Dominic Fike Talks New Album and Starring in ‘Euphoria’ Season 2

“I’m never not doing something,” Dominic Fike tells PvNew from the passenger seat of a car.

While the 25-year-old artist would usually be writing songs or recording with cross-generational music royalty, these days he’s on set filming Season 2 of “Euphoria.”

“It feels like a long music video,” says Fike, who is known for his eccentric and stylized videos but had never considered himself an actor before landing a main role on the hit HBO show.

Fike describes his character as a “homie” who hangs out with Rue and Jules, played respectively by Zendaya and Hunter Schafer, who Fike calls “the nicest people ever.”

“They’re both really funny,” Fike says of his co-stars. “We were doing a scene the other day and had to keep redoing it because we just couldn’t stop laughing.”

Fike originally auditioned for the hit HBO series when casting director Jennifer Venditti asked him to come in and read a Mark Wahlberg scene from “Boogie Nights.” Despite initial self-doubt, Fike made it to the final round of auditions before his character was written out of the show. A year later, HBO reached out again, and Fike auditioned for a bigger role, a character he says reminds him of his younger self.

“I don’t have to do much acting,” Fike says. “He’s exactly like me. It’s shit I would say and shit I would do.”

However, while his character is somewhat of a “degenerate,” Fike is now sober.

“I’m in overdrive,” he says. “I feel like I can work forever and do anything.”

Fike credits his sobriety with putting him in a better headspace and providing a newfound joy in creating. He views acting as more than just a side gig, and since starting “Euphoria,” he’s already gone on several more auditions.

“It’s become a second career,” Fike says. “Now I don’t have to do TikTok, is how I look at it.”

Meanwhile, Fike’s music career is also in full force. The past year has seen collaborations with Halsey, slowthai and Remi Wolf. In March, the multi-hyphenate artist became the face of Sir Paul McCartney’s new album.

“I was just in my kitchen making a sandwich, and my manager was like, ‘Yo, I think Paul McCartney just hit us up,'” Fike recalls. “I was like, ‘Shut the fuck up dude,’ and went back to making the food.”

McCartney recruited Fike for “McCartney III Imagined,” a reinvention of his 2020 record featuring artists ranging from Anderson .Paak to Phoebe Bridgers. McCartney especially enjoyed Fike’s take on “The Kiss Of Venus” and made it the album’s lead single.
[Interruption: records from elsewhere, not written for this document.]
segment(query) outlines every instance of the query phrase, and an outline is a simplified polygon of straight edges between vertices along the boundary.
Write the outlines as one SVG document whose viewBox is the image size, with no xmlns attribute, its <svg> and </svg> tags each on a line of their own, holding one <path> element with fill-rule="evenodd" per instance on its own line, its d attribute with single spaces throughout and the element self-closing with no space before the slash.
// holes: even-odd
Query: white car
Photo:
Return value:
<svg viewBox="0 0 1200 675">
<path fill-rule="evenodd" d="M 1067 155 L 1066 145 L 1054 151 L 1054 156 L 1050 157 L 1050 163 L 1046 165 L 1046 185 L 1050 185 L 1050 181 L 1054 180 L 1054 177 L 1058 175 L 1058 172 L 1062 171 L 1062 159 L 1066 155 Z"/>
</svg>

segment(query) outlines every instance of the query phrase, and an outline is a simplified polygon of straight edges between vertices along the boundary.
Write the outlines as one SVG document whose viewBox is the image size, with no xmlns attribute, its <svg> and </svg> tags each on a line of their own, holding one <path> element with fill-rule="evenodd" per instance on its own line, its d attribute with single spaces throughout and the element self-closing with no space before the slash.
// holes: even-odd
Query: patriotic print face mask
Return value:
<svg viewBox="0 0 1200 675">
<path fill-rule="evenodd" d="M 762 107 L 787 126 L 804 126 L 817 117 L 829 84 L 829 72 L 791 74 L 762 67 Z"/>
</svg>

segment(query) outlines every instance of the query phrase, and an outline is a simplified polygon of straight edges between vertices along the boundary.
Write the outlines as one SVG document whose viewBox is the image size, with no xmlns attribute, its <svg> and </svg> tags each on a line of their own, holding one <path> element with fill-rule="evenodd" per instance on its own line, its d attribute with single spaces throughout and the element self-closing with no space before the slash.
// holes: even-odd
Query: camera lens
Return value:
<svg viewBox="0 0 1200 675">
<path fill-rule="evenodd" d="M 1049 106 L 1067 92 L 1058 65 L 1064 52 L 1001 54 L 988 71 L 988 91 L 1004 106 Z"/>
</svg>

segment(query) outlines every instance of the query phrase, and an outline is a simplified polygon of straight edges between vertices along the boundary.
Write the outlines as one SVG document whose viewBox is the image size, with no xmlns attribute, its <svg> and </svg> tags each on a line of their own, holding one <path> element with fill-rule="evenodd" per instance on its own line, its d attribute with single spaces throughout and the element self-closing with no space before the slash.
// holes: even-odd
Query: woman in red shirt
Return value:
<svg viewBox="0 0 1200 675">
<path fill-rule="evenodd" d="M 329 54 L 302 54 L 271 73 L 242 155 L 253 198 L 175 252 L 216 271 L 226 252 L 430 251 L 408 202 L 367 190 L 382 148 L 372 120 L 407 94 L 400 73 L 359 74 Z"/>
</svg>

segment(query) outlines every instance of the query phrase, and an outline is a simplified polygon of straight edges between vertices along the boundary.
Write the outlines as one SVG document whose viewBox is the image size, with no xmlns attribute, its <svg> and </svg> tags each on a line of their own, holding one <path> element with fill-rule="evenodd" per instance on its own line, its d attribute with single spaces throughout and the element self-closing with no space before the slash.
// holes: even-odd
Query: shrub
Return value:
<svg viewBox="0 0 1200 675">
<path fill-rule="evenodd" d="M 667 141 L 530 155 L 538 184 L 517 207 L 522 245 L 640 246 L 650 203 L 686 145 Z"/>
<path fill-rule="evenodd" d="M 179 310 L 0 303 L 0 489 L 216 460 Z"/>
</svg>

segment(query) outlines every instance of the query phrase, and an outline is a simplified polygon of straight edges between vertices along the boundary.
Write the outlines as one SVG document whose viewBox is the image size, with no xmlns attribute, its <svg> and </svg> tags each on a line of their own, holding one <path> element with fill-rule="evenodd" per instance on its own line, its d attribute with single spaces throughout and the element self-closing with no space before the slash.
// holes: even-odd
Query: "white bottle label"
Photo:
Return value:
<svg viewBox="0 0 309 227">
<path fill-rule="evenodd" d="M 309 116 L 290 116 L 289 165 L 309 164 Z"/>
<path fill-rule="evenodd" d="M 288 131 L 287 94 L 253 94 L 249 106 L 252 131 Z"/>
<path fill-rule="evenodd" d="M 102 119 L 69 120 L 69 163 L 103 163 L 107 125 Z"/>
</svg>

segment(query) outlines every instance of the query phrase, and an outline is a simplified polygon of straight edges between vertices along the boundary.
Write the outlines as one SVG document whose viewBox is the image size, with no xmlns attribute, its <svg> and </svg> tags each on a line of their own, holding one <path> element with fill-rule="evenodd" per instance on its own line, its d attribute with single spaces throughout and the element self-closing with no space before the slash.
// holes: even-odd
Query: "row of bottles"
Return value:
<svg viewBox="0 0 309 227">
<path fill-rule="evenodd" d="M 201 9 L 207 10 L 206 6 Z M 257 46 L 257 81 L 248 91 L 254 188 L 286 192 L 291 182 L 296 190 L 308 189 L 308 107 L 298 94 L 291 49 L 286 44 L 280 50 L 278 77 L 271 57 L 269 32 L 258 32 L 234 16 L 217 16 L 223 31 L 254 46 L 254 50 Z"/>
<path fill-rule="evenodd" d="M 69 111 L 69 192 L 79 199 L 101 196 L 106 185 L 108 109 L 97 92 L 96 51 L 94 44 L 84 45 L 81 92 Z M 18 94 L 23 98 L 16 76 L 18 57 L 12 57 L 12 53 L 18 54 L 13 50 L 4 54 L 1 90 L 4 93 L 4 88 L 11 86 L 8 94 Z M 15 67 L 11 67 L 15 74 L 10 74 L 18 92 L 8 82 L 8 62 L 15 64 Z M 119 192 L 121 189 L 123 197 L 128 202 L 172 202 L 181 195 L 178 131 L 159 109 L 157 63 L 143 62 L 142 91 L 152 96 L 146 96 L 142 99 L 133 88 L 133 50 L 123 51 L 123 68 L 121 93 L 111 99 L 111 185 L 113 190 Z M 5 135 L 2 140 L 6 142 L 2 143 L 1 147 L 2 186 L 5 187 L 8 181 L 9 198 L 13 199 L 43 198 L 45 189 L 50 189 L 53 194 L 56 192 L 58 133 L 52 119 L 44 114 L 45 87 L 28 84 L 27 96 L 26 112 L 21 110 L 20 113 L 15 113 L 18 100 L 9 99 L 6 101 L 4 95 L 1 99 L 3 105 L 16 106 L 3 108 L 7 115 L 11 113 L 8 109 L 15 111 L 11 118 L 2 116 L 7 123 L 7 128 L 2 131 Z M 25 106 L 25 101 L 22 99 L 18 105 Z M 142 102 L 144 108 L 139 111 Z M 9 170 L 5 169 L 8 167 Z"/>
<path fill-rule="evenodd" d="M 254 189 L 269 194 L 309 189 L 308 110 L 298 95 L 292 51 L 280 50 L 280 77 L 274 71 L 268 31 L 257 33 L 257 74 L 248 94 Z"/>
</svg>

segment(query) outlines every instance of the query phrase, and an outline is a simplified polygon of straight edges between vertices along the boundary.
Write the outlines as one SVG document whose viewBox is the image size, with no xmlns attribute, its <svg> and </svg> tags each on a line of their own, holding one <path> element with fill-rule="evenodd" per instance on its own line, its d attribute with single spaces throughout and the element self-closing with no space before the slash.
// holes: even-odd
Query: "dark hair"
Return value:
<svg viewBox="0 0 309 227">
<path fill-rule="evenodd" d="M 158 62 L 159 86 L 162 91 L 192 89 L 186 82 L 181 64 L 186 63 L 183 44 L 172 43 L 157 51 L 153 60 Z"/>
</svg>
If Macca wasn’t enough, Fike also put out a song with Justin Bieber, who he calls a “harmony master.” When Bieber slid into Fike’s Instagram DMs asking him to sing a verse on his album “Justice,” the pair hopped into the studio and laid down vocals for the ‘80s synth-clad “Die For You.”

“Justin is like LeBron James,” Fike says. “He’s like a real serious athlete when it comes to music.”

Fike, who cynically sang in 2020, “I hope they cancel me / So I can go be with my family,” looks up to Bieber in terms of managing fame.

“I’m taking advice from other people that have been famous longer,” Fike says. “Like, if you have to drink alcohol and do drugs to stop thinking about things people are saying on the internet, you probably shouldn’t read the shit they’re saying on the internet.”

Fike is also working on a new album, which he says will feature more rapping and be less “overproduced” than his 2020 record “What Could Possibly Go Wrong?”

“I felt like I had too many producers in the room and too many people telling me what was right and what was wrong,” he says. “Now it’s just my mind, similar to how I made ‘Don’t Forget about Me, Demos.’ There were no other people in the room to tell me anything, and I’m not sending this music to other people to give me fucking opinions on it.”

Noodling around on his new guitar — a 1930s hollow-body Gibson L-50 — Fike says he is no longer concerned about how his music will be perceived, only what sounds good to him.

“I’m thinking about what makes the hairs on my arm stand up,” he explains. “Simply put, I just try to enjoy it.”

Despite his complicated relationship with stardom, Fike hopes to have a long and fruitful career. Though with a new album and “Euphoria” Season 2 on the horizon, he’s too busy to plan ahead.

“I’m just in go-mode right now,” Fike says. “It’s kind of like I’m walking and people are putting tiles under my feet as I take each step.”